WPVL-FM
- Platteville, Wisconsin; United States;
- Broadcast area: Dubuque, Iowa
- Frequency: 107.1 MHz
- Branding: Xtreme 107.1

Programming
- Format: Contemporary hits
- Affiliations: Premiere Networks Westwood One

Ownership
- Owner: Morgan Murphy Media; (QueenB Radio Wisconsin, Inc.);
- Sister stations: KIYX, WGLR-FM, WPVL

History
- Former call signs: WSWW-FM, WKPL
- Call sign meaning: Platteville

Technical information
- Licensing authority: FCC
- Facility ID: 35513
- Class: A
- ERP: 4,200 watts
- HAAT: 120 meters (390 ft)
- Transmitter coordinates: 42°41′27.00″N 90°37′26.00″W﻿ / ﻿42.6908333°N 90.6238889°W

Links
- Public license information: Public file; LMS;
- Webcast: Listen live
- Website: x1071.com

= WPVL-FM =

Radio station in Wisconsin, United States

WPVL-FM (107.1 FM, "Xtreme 107.1") is a commercial radio station licensed to Platteville, Wisconsin, United States, and serving the Platteville and Dubuque, Iowa, areas. Broadcasting a contemporary hit format, the station is currently owned by Morgan Murphy Media.

==History==
The station went on the air as WSWW-FM. ("South West Wisconsin").

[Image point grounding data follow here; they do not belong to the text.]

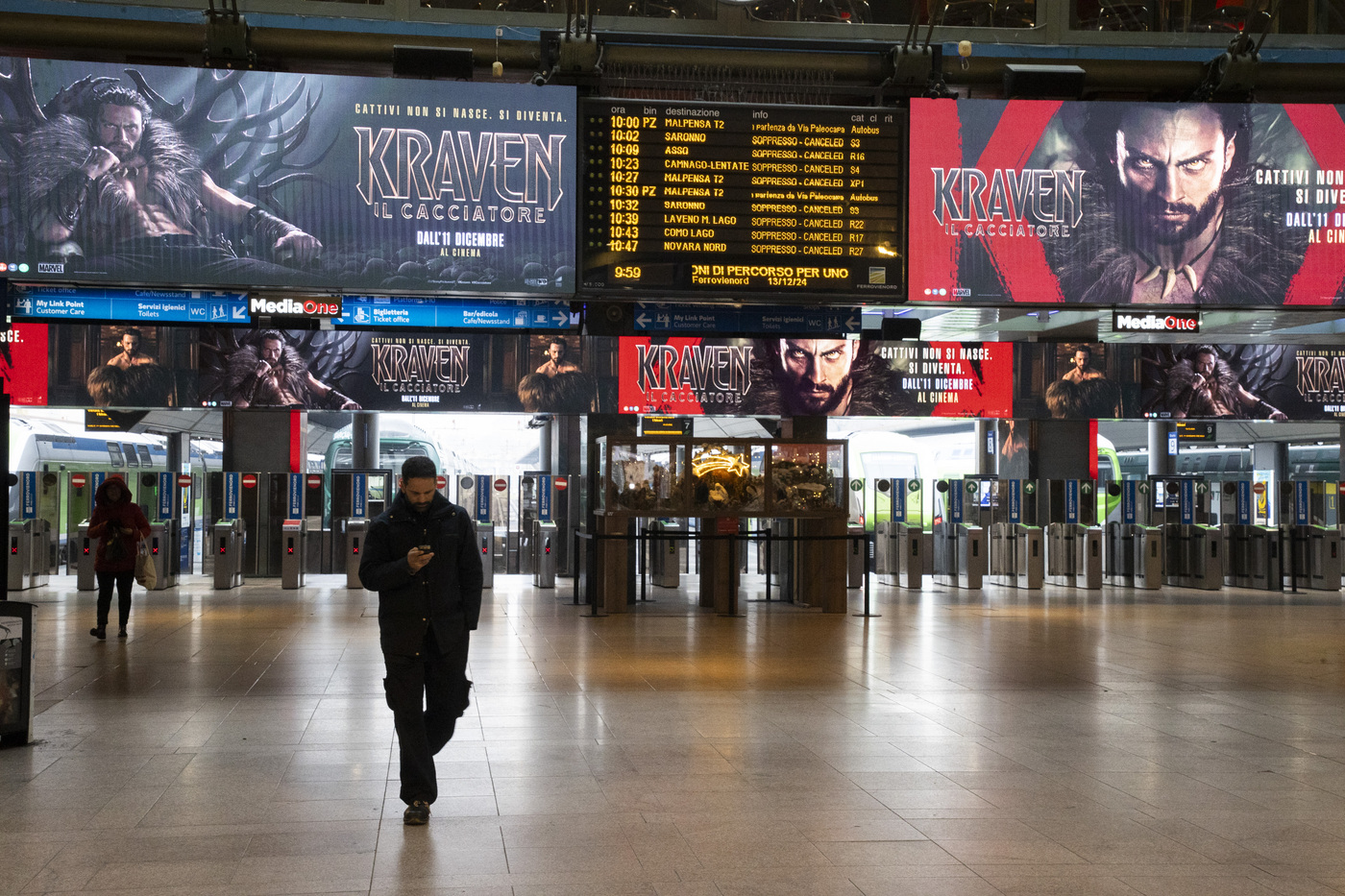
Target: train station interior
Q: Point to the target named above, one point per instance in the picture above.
(903, 440)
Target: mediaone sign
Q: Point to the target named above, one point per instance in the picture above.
(327, 307)
(1150, 322)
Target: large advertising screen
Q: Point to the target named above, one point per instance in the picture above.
(392, 370)
(155, 175)
(732, 198)
(1113, 204)
(816, 376)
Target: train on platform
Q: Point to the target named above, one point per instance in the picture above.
(930, 456)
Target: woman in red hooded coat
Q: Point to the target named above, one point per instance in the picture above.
(118, 525)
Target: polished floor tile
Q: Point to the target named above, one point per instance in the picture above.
(994, 742)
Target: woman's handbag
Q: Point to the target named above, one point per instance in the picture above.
(145, 573)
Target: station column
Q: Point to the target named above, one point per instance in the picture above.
(1161, 462)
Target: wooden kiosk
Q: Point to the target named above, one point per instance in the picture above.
(725, 483)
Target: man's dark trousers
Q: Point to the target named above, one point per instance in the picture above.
(427, 694)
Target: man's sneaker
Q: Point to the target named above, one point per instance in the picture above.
(416, 814)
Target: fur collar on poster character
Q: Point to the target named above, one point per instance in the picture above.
(241, 375)
(174, 177)
(1186, 395)
(1254, 257)
(874, 386)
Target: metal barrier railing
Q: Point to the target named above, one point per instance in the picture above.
(582, 579)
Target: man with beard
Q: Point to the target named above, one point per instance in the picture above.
(822, 376)
(1082, 368)
(130, 354)
(1172, 220)
(1204, 385)
(276, 375)
(104, 181)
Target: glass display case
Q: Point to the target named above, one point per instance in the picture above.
(807, 478)
(643, 478)
(728, 478)
(672, 476)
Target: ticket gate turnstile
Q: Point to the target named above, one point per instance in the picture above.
(27, 553)
(666, 556)
(1017, 556)
(1314, 557)
(544, 554)
(486, 544)
(857, 549)
(161, 545)
(293, 534)
(959, 554)
(1073, 556)
(355, 532)
(84, 553)
(1194, 556)
(229, 539)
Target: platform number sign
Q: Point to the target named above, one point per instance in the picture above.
(954, 502)
(165, 492)
(359, 496)
(544, 498)
(1127, 500)
(29, 493)
(483, 498)
(295, 494)
(1301, 516)
(232, 489)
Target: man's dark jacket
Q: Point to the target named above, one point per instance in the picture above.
(446, 593)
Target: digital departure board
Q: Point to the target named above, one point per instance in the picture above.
(721, 198)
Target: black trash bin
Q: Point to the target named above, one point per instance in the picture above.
(15, 673)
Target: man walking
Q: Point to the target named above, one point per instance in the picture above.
(421, 559)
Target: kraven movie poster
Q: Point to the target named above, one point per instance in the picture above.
(1113, 204)
(1240, 382)
(816, 376)
(191, 177)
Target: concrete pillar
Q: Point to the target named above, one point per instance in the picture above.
(1274, 456)
(257, 439)
(363, 440)
(1160, 462)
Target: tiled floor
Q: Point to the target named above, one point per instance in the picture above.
(962, 744)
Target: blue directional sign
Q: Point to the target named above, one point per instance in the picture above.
(295, 494)
(160, 305)
(544, 498)
(767, 319)
(1127, 500)
(461, 314)
(1244, 502)
(165, 485)
(29, 493)
(359, 496)
(232, 494)
(483, 499)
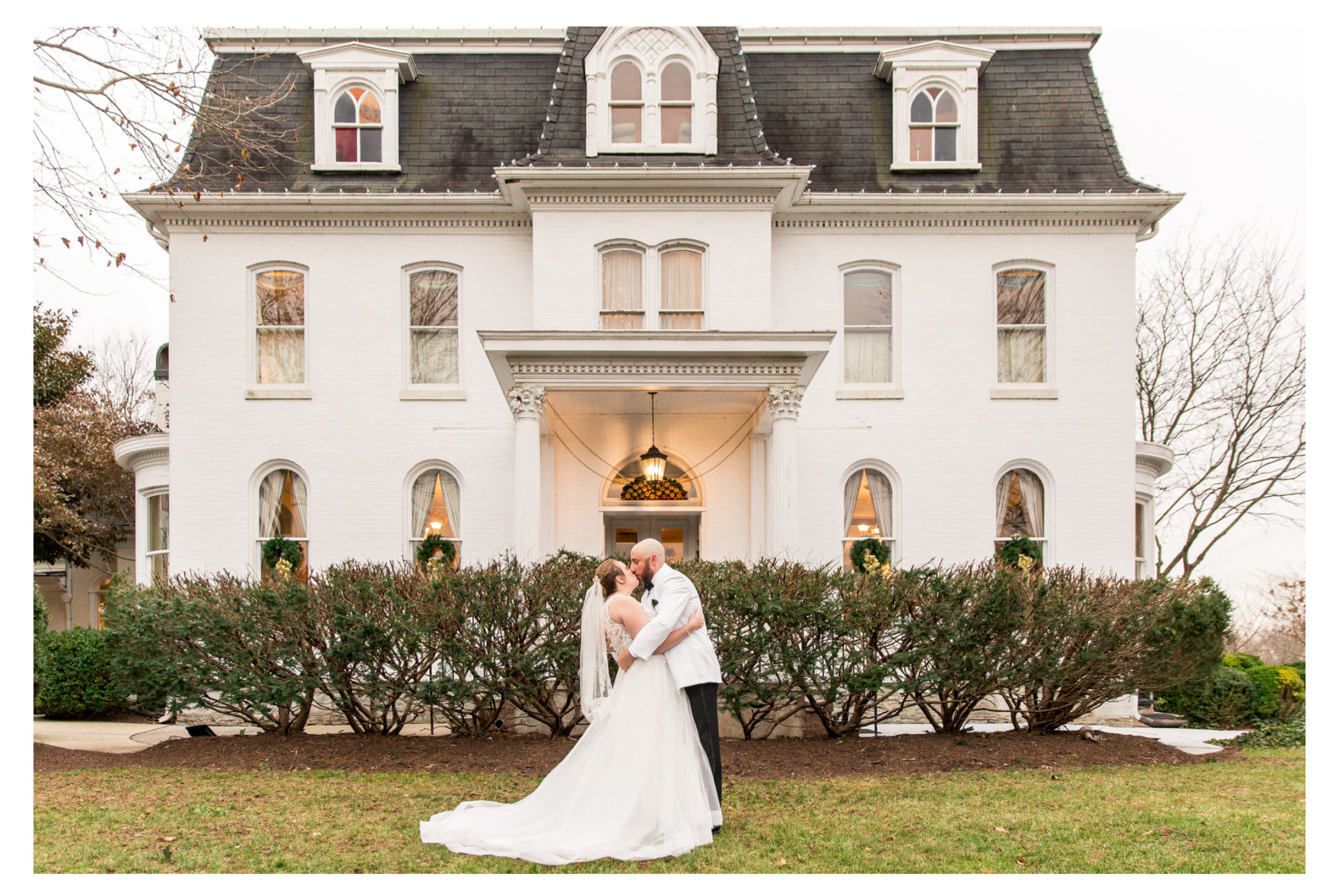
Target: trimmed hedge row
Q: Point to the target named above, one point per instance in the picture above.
(383, 643)
(1240, 691)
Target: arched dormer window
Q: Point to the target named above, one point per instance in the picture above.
(358, 126)
(357, 94)
(933, 126)
(651, 90)
(935, 102)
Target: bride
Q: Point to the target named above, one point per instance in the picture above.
(636, 785)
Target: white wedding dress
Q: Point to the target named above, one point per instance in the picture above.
(636, 785)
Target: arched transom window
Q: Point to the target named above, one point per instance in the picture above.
(1019, 507)
(435, 510)
(358, 126)
(868, 512)
(933, 126)
(283, 512)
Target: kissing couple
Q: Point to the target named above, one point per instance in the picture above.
(644, 780)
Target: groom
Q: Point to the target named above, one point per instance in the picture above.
(692, 662)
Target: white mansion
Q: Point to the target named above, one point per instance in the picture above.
(880, 281)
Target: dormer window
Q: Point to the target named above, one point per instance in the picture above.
(933, 128)
(357, 89)
(651, 90)
(358, 126)
(933, 105)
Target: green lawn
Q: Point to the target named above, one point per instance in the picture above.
(1245, 816)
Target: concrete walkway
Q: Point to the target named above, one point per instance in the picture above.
(1184, 739)
(122, 737)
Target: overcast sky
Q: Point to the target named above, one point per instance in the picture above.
(1188, 106)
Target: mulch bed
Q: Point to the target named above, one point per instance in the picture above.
(778, 758)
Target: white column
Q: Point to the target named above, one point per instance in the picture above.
(526, 405)
(782, 473)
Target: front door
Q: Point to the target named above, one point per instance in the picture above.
(676, 532)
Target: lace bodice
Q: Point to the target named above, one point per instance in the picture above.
(615, 635)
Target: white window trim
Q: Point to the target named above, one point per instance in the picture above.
(1046, 389)
(357, 65)
(1048, 526)
(412, 392)
(893, 389)
(257, 390)
(639, 43)
(651, 306)
(935, 63)
(896, 482)
(142, 572)
(409, 539)
(253, 512)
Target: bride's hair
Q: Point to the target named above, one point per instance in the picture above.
(607, 574)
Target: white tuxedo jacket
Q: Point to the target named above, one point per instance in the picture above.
(673, 599)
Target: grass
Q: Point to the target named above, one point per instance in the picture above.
(1244, 816)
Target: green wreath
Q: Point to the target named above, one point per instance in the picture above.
(880, 549)
(280, 548)
(1018, 547)
(434, 543)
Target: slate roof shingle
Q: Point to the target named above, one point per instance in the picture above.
(1042, 125)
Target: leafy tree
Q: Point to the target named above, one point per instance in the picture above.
(82, 501)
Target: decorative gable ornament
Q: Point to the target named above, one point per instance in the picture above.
(651, 90)
(357, 87)
(935, 103)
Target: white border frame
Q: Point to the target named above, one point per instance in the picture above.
(407, 505)
(893, 389)
(253, 512)
(430, 392)
(278, 390)
(893, 480)
(1048, 524)
(1048, 389)
(703, 68)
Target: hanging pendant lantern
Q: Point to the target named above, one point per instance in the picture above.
(654, 459)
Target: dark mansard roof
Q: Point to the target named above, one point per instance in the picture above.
(1042, 125)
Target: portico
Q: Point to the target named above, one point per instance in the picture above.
(726, 405)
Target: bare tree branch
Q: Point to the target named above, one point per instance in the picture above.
(1220, 375)
(114, 110)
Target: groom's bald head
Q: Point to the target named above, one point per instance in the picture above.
(647, 556)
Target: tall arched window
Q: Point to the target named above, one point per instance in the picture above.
(1021, 323)
(867, 512)
(868, 326)
(1021, 507)
(283, 512)
(933, 126)
(358, 126)
(435, 509)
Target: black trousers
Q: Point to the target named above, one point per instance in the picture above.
(702, 698)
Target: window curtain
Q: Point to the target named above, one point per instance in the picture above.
(1022, 355)
(1002, 491)
(881, 494)
(849, 500)
(271, 494)
(452, 496)
(1032, 503)
(278, 355)
(870, 355)
(421, 501)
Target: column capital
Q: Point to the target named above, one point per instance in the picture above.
(525, 402)
(784, 402)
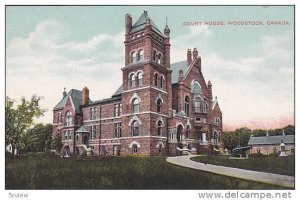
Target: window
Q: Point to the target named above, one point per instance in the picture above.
(133, 57)
(70, 135)
(197, 103)
(135, 128)
(156, 79)
(135, 105)
(118, 130)
(196, 88)
(159, 128)
(131, 80)
(118, 110)
(92, 132)
(159, 59)
(139, 79)
(140, 55)
(59, 118)
(154, 56)
(68, 119)
(93, 113)
(187, 106)
(134, 149)
(66, 135)
(188, 132)
(158, 104)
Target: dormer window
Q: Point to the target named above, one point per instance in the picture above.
(133, 57)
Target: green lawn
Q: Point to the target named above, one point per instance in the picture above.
(114, 173)
(271, 164)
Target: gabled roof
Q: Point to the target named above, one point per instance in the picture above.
(76, 98)
(287, 139)
(141, 22)
(118, 91)
(175, 67)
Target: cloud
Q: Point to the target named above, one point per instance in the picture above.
(45, 62)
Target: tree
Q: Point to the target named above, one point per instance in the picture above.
(19, 118)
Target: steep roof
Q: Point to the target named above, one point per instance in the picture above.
(76, 97)
(175, 67)
(287, 139)
(141, 22)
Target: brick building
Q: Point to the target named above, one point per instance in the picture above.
(159, 108)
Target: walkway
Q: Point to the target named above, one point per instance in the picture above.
(274, 179)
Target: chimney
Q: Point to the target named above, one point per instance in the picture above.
(195, 54)
(85, 96)
(189, 56)
(64, 93)
(128, 23)
(180, 77)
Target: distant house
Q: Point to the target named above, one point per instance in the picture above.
(270, 144)
(9, 149)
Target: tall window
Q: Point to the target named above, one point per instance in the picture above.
(158, 104)
(197, 103)
(68, 118)
(156, 79)
(188, 132)
(139, 79)
(93, 132)
(196, 88)
(134, 148)
(133, 57)
(159, 128)
(131, 80)
(141, 55)
(118, 110)
(59, 118)
(161, 81)
(93, 113)
(187, 106)
(154, 56)
(118, 129)
(159, 58)
(135, 105)
(135, 128)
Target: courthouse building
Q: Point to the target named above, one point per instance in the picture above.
(159, 109)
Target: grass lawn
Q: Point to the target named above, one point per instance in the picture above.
(114, 173)
(271, 164)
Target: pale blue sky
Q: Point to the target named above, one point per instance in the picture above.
(251, 67)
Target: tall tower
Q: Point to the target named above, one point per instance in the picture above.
(147, 92)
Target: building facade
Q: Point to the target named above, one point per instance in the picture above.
(159, 109)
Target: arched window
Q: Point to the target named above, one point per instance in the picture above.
(158, 105)
(68, 119)
(133, 57)
(159, 58)
(141, 55)
(196, 88)
(131, 80)
(154, 55)
(188, 132)
(135, 105)
(156, 79)
(197, 103)
(135, 128)
(139, 78)
(159, 128)
(134, 149)
(187, 106)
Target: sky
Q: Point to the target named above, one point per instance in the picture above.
(251, 67)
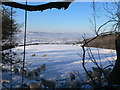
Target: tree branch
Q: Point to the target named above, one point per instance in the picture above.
(50, 5)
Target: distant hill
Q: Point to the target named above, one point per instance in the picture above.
(106, 41)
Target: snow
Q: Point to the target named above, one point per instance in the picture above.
(60, 60)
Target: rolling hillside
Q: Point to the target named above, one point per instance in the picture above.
(106, 41)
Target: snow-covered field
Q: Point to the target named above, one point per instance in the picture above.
(60, 60)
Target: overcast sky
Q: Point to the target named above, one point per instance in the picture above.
(74, 19)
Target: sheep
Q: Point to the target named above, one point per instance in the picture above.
(31, 74)
(47, 83)
(16, 70)
(34, 86)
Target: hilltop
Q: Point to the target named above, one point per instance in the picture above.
(106, 41)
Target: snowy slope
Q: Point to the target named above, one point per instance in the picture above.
(60, 60)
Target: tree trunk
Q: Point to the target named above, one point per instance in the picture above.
(114, 77)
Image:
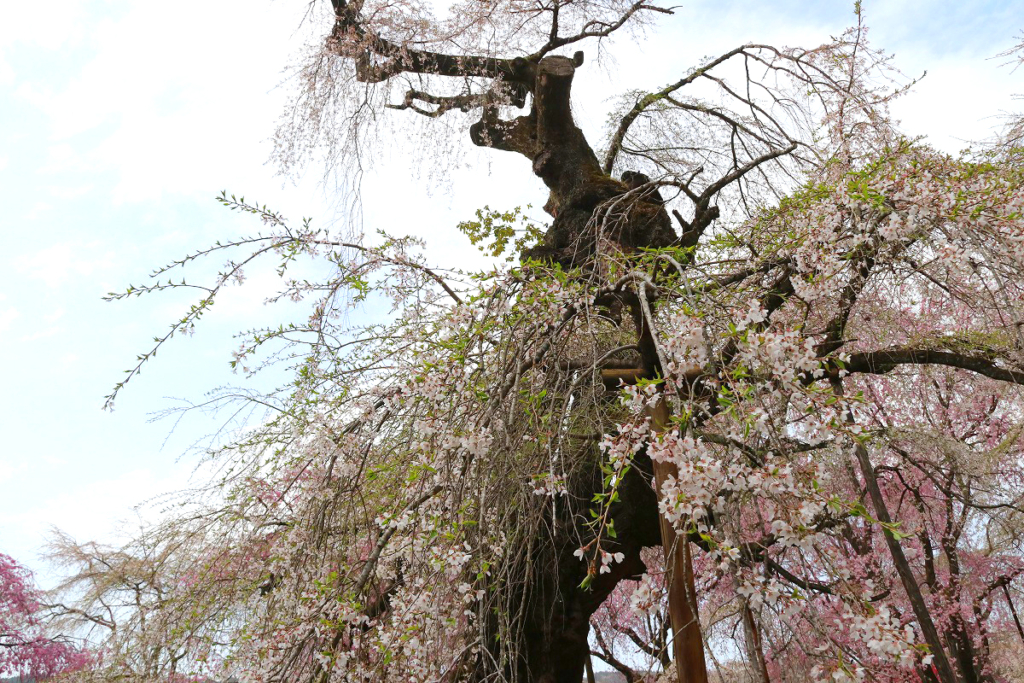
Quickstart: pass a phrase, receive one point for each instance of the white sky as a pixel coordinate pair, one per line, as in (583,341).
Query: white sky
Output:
(119,123)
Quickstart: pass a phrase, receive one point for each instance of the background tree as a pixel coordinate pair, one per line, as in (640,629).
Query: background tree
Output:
(804,391)
(26,647)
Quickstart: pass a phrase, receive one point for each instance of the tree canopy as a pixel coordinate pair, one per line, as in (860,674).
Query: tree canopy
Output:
(750,403)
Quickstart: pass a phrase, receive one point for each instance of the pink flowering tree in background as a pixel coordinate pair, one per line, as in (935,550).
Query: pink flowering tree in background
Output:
(749,408)
(26,647)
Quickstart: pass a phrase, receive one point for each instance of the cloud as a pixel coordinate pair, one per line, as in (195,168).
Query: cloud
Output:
(7,316)
(61,262)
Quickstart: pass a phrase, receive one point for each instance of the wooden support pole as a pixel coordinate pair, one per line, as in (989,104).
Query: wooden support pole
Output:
(687,643)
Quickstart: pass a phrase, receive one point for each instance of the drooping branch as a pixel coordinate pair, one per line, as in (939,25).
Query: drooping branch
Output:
(882,361)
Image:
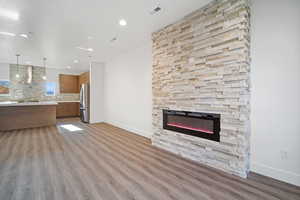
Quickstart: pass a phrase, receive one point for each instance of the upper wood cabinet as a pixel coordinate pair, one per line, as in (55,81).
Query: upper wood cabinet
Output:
(84,78)
(69,83)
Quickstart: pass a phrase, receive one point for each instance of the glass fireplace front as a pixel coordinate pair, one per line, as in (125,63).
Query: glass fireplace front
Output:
(204,125)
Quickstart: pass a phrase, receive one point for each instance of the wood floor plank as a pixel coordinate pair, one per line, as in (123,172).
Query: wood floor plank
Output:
(103,162)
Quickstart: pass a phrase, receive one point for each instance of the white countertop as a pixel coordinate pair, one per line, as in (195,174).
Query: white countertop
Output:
(15,103)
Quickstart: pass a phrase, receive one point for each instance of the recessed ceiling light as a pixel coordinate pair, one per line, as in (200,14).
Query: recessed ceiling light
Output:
(113,39)
(155,10)
(8,34)
(9,14)
(123,22)
(24,36)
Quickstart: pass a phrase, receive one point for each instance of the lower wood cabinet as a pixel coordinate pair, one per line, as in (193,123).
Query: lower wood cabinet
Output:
(67,109)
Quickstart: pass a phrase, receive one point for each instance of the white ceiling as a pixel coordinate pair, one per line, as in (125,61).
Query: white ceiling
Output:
(59,26)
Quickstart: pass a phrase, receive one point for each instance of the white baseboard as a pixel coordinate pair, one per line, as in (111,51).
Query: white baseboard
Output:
(136,131)
(279,174)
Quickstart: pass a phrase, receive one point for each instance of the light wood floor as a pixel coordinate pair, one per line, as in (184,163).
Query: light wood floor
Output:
(103,162)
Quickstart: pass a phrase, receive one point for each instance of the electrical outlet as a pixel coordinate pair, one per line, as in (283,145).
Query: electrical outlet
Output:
(284,155)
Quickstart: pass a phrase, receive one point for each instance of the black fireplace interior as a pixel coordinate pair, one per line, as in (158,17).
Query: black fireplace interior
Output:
(204,125)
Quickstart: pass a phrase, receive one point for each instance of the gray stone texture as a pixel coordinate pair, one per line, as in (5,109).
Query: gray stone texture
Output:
(202,63)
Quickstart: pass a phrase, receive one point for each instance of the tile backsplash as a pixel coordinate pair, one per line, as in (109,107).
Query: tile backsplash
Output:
(30,85)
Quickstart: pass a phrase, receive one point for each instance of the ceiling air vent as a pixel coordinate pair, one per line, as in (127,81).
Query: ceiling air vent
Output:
(155,10)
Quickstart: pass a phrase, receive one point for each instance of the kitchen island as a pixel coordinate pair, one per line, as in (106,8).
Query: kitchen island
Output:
(14,115)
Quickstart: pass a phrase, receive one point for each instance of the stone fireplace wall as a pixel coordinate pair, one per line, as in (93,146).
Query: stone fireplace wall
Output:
(202,63)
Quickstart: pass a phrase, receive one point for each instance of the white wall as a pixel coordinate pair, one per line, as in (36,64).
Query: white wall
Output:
(276,89)
(128,90)
(96,92)
(53,75)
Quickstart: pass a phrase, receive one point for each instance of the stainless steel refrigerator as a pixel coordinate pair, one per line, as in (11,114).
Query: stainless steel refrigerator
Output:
(85,103)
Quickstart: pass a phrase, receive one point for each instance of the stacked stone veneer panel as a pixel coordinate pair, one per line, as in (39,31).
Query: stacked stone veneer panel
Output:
(201,63)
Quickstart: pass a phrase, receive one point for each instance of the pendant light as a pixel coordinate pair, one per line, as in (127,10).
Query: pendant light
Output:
(18,74)
(44,77)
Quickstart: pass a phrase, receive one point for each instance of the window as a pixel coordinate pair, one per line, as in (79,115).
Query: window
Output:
(50,88)
(4,87)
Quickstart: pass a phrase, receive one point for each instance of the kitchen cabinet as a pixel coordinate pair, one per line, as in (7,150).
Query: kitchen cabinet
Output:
(67,109)
(68,83)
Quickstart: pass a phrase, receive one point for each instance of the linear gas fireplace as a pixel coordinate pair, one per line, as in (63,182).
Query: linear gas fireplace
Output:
(204,125)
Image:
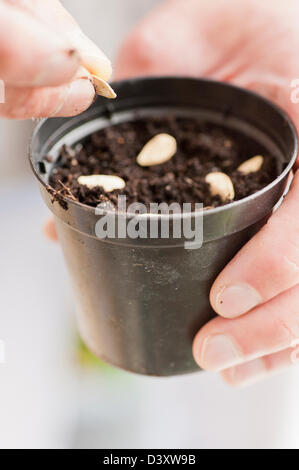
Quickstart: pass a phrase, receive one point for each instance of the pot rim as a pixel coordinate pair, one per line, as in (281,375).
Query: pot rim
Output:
(207,212)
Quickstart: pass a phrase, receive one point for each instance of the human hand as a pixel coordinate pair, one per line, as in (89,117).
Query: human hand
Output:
(42,54)
(252,44)
(255,45)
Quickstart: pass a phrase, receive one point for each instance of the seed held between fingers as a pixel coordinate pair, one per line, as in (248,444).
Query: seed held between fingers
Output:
(221,185)
(252,165)
(107,182)
(158,150)
(103,88)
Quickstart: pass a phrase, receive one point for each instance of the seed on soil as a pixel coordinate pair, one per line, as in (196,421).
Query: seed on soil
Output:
(107,182)
(103,88)
(221,185)
(158,150)
(252,165)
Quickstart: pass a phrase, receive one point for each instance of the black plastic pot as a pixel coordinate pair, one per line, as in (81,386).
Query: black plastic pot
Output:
(140,302)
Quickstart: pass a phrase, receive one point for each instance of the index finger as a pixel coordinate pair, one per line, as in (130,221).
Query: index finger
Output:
(266,266)
(31,54)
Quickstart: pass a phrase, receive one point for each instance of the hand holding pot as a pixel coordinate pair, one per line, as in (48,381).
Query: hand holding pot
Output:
(42,51)
(257,294)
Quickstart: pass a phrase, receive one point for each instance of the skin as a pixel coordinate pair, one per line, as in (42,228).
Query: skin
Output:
(46,61)
(252,44)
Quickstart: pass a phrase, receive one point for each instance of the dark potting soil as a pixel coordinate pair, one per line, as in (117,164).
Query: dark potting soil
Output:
(202,148)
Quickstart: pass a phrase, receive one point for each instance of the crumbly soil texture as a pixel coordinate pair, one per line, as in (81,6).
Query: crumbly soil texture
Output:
(201,148)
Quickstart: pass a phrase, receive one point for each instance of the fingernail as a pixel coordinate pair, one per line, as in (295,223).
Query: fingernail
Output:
(247,373)
(59,68)
(97,65)
(79,96)
(236,299)
(219,352)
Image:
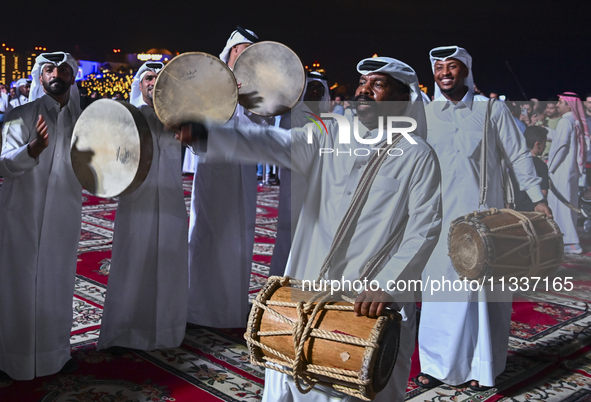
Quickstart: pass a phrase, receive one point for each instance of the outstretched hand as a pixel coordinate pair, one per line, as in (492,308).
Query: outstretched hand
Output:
(543,208)
(40,142)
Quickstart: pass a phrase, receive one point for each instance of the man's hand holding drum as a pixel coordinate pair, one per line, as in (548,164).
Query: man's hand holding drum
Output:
(372,303)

WSWW-AM and WSWW-FM were owned by Bob and Mary Bodden from 1955 to 1983. In 1983, the stations were sold to Edward Kramer of Kramer Broadcasting and the call letters were changed to WTOQ-AM and WKPL-FM. In 1995, the stations were sold to an investment group led by Paul Braun. On 1995-09-01, the station changed its call sign to the current WPVL-FM. In 1998, as part of a merger with radio stations WGLR-AM and FM in Lancaster, Wisconsin, the group of stations were bought by Morgan Murphy Media and became known as QueenB Radio.

==Station programming==
WPVL-FM mixes local hosts with syndicated programming throughout the broadcast day. Weekend hours contain a mix of local voice-tracking and syndicated shows. WPVL-FM is Dubuque and southwest Wisconsin's home for the syndicated program On-Air with Ryan Seacrest, which airs weekdays from Noon to 4pm. Xtreme 107.1 also carries the syndicated American Top 40 on Weekends.